You'll spend a lot of time completing tasks for the various different camps that you'll encounter - each of which has its own set of rules and morality imposed by a leader. The interplay and relationships between these small groups is at the centre of the game's moral compass, shades of grey in their relationships painted out as conversations and story arcs reveal their origins, the motivations of their leaders, and the way in which these play along with or against Deacon St. John's own stance on such matters. He exists alongside but separate to all of them, working for all but allegiant to none at the beginning of the game. His motivation is mainly looking after those closest to him, and chasing down his missing wife.

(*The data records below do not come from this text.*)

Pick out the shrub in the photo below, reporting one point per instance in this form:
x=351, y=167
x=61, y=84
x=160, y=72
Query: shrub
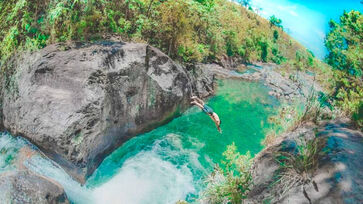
x=345, y=55
x=189, y=30
x=297, y=168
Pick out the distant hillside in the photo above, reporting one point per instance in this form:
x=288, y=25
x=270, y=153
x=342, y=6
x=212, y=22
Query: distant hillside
x=188, y=30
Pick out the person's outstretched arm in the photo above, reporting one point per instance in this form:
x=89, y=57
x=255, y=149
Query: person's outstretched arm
x=200, y=101
x=197, y=104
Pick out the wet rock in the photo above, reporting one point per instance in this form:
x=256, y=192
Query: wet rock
x=79, y=102
x=338, y=178
x=25, y=187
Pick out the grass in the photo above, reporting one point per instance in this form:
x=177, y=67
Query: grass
x=297, y=168
x=232, y=183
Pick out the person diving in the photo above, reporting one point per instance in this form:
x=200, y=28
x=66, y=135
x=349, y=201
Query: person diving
x=208, y=110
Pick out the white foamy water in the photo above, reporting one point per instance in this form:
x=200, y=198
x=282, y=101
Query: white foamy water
x=146, y=178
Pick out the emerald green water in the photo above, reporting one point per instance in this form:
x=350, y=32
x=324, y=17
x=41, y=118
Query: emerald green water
x=170, y=162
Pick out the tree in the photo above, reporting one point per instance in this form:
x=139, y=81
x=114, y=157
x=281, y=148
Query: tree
x=344, y=42
x=345, y=55
x=245, y=3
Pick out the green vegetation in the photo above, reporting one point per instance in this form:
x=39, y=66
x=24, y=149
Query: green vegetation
x=188, y=30
x=297, y=168
x=344, y=43
x=275, y=21
x=230, y=184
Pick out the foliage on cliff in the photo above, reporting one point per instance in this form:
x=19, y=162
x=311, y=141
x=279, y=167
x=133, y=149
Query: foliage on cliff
x=232, y=183
x=344, y=43
x=188, y=30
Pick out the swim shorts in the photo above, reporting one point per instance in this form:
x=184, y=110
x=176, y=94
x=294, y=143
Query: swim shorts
x=207, y=109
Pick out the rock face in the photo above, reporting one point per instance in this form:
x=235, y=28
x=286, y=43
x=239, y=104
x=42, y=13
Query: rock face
x=25, y=187
x=338, y=178
x=79, y=102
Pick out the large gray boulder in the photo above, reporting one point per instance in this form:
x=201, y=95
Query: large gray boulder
x=337, y=179
x=79, y=102
x=25, y=187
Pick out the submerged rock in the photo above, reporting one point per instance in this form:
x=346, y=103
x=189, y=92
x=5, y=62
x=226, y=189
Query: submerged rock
x=78, y=103
x=26, y=187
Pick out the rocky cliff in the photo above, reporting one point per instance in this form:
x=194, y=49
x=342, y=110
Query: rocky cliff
x=336, y=178
x=78, y=102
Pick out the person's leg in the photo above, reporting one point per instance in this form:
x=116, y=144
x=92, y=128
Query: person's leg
x=200, y=101
x=197, y=104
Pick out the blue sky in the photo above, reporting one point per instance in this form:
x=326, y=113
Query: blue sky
x=306, y=20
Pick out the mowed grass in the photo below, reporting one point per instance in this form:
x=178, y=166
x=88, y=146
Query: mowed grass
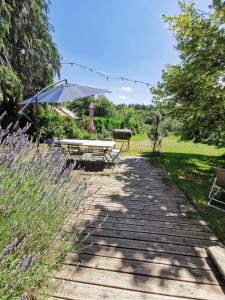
x=190, y=166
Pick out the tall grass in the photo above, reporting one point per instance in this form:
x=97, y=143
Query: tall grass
x=37, y=192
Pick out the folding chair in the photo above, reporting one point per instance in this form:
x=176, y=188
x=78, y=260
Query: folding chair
x=217, y=191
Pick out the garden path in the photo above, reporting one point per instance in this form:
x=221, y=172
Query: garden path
x=151, y=246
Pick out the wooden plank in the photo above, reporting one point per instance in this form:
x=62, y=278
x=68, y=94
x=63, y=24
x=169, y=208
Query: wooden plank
x=150, y=217
x=148, y=223
x=147, y=229
x=148, y=256
x=141, y=283
x=151, y=237
x=148, y=246
x=83, y=291
x=142, y=268
x=146, y=216
x=129, y=206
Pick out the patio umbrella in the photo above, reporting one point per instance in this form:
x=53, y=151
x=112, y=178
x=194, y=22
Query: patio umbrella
x=60, y=92
x=65, y=93
x=90, y=125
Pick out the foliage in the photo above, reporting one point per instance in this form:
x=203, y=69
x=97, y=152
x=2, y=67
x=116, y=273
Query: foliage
x=28, y=57
x=37, y=192
x=103, y=107
x=55, y=125
x=194, y=91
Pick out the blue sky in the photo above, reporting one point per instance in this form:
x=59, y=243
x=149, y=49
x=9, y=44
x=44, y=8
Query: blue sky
x=120, y=37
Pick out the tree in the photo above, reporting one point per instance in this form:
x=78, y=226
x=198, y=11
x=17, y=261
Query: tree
x=28, y=57
x=194, y=90
x=103, y=107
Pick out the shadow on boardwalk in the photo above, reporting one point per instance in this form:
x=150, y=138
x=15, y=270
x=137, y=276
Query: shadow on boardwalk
x=153, y=241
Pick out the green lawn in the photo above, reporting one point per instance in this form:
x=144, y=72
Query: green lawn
x=190, y=166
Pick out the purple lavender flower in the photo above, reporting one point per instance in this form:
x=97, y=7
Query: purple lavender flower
x=23, y=296
x=25, y=262
x=10, y=246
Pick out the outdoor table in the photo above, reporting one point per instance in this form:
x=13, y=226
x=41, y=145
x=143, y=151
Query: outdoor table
x=104, y=147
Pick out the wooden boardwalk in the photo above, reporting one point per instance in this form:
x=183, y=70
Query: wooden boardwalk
x=151, y=247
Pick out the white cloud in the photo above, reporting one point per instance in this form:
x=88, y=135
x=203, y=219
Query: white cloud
x=123, y=97
x=126, y=89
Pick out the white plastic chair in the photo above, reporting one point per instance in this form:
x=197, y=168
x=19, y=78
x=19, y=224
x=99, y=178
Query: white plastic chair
x=217, y=188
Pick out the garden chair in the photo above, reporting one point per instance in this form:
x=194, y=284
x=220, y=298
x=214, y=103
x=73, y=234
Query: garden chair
x=115, y=155
x=217, y=190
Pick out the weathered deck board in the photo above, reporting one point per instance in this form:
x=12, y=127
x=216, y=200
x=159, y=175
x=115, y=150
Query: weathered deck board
x=81, y=291
x=151, y=246
x=141, y=283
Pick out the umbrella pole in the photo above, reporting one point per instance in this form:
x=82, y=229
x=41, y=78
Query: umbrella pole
x=37, y=122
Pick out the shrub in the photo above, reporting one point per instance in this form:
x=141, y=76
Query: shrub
x=37, y=193
x=55, y=125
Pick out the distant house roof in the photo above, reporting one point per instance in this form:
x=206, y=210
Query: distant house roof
x=64, y=111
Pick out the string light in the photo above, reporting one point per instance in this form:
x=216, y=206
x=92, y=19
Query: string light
x=105, y=75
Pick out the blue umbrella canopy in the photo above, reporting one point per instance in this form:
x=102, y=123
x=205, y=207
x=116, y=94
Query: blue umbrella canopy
x=65, y=93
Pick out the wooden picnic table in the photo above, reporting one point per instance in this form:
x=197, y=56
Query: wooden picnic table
x=97, y=148
x=87, y=143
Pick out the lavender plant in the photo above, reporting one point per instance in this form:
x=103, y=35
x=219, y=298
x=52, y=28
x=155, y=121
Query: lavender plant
x=38, y=191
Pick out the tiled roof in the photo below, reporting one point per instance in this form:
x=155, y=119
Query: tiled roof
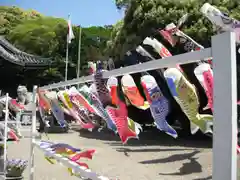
x=14, y=55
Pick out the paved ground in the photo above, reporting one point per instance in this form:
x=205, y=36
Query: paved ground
x=162, y=158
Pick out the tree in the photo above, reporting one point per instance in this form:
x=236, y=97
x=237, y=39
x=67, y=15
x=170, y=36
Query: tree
x=143, y=16
x=13, y=16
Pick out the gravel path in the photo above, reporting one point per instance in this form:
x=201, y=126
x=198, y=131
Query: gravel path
x=161, y=158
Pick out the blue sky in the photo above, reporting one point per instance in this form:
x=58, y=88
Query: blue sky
x=84, y=12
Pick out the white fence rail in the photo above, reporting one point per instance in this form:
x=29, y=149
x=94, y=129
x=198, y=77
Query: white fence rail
x=223, y=52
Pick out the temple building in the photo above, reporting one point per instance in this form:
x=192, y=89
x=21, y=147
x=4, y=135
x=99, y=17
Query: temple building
x=15, y=65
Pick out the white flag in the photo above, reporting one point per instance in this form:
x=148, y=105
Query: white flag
x=70, y=35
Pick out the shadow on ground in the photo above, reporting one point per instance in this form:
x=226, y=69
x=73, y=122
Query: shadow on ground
x=190, y=167
x=150, y=137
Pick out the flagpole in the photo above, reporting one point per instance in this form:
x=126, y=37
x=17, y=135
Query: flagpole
x=79, y=52
x=66, y=62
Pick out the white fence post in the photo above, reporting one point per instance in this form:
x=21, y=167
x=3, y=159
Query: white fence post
x=225, y=107
x=33, y=133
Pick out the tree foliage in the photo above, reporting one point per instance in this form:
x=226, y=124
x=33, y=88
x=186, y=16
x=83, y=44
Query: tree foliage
x=45, y=36
x=12, y=16
x=142, y=16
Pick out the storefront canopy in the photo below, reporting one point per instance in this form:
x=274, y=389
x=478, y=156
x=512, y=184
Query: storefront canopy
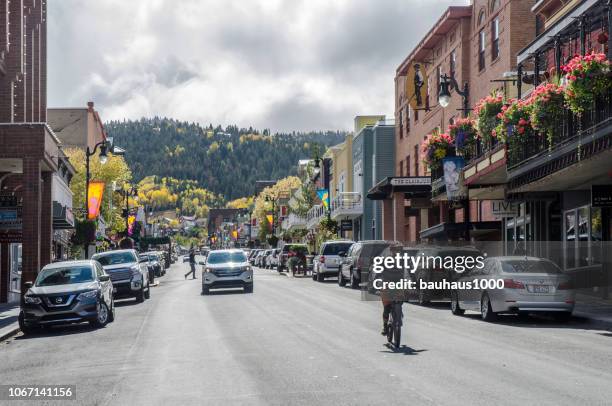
x=411, y=186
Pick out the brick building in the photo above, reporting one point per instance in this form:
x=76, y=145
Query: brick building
x=477, y=45
x=29, y=156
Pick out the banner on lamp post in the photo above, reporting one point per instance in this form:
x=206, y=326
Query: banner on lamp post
x=95, y=192
x=324, y=196
x=453, y=178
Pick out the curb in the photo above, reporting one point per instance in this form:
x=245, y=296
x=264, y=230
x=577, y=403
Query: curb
x=11, y=333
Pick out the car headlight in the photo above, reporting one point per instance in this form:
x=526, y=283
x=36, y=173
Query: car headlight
x=91, y=294
x=32, y=299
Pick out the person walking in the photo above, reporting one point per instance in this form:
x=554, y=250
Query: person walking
x=191, y=263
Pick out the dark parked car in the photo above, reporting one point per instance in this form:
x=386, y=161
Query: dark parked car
x=328, y=262
x=288, y=251
x=128, y=273
x=68, y=292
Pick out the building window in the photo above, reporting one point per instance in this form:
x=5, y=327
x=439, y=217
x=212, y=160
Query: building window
x=495, y=38
x=481, y=50
x=407, y=165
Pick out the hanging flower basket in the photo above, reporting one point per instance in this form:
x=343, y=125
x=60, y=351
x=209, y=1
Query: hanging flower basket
x=587, y=79
x=487, y=117
x=436, y=147
x=547, y=105
x=463, y=131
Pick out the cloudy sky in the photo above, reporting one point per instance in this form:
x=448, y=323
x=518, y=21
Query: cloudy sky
x=284, y=65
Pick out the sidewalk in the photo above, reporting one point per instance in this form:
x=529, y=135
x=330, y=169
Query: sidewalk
x=8, y=320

With that in mind, he's one of the most interesting protagonists I've come across in games for a while. Yes, he's a gruff white guy who knows how to handle a gun - but he's also riddled with regrets and self-doubt. His drifter status is one that he's chosen for himself, but it seems almost self-imposed - as if he doesn't trust himself enough to become a part of one of the fledgling communities that he visits, in spite of regular offers from them for him to join them on a more permanent basis. He's a man who has lived and loved and lost, and feels that he has himself to blame for a lot of what goes on around him - and it's something that I think a lot of people can relate to in one way or another. You get the feeling that he knows how emotionally damaged he is and is powerless to start resolving it - and the emptiness and danger of the world he exists in is a reflection of his own mental state.


So, it's a game that feels greater than the sum of its parts, in a lot of ways. The combat can be clunky, the stealth can be unreliable. The writing can be cliched, and the plot twists occasionally predictable. The missions are often the standard busywork of video game quests, regarding you to go to a place and do a thing and then return - whether that thing is find someone, find an item, kill a person, eavesdrop a conversation... whatever. Very little, if any of it, is actually new - and yet somehow it doesn't matter. All the things that drove me nuts about Ghost of Tsushima are here, and for some reason working together to create a compelling experience for me where they failed so spectacularly to do so before. Deacon St. John as a character is interesting and engaging enough to hold my attention, and the world is gloriously detailed. For a game that I'd expected to be little more than a "Daryl Dixon simulator," I've been pleasantly surprised at every step.


If ever an example of a game was needed as proof that you can't always follow the lead of the critics and the influencers, Days Gone is probably it. This game was panned on release... and is one that I'll remember extremely fondly. With hopes for a sequel all but dashed at this point, it'll stand as a one-shot story that leaves us all wondering what could have been.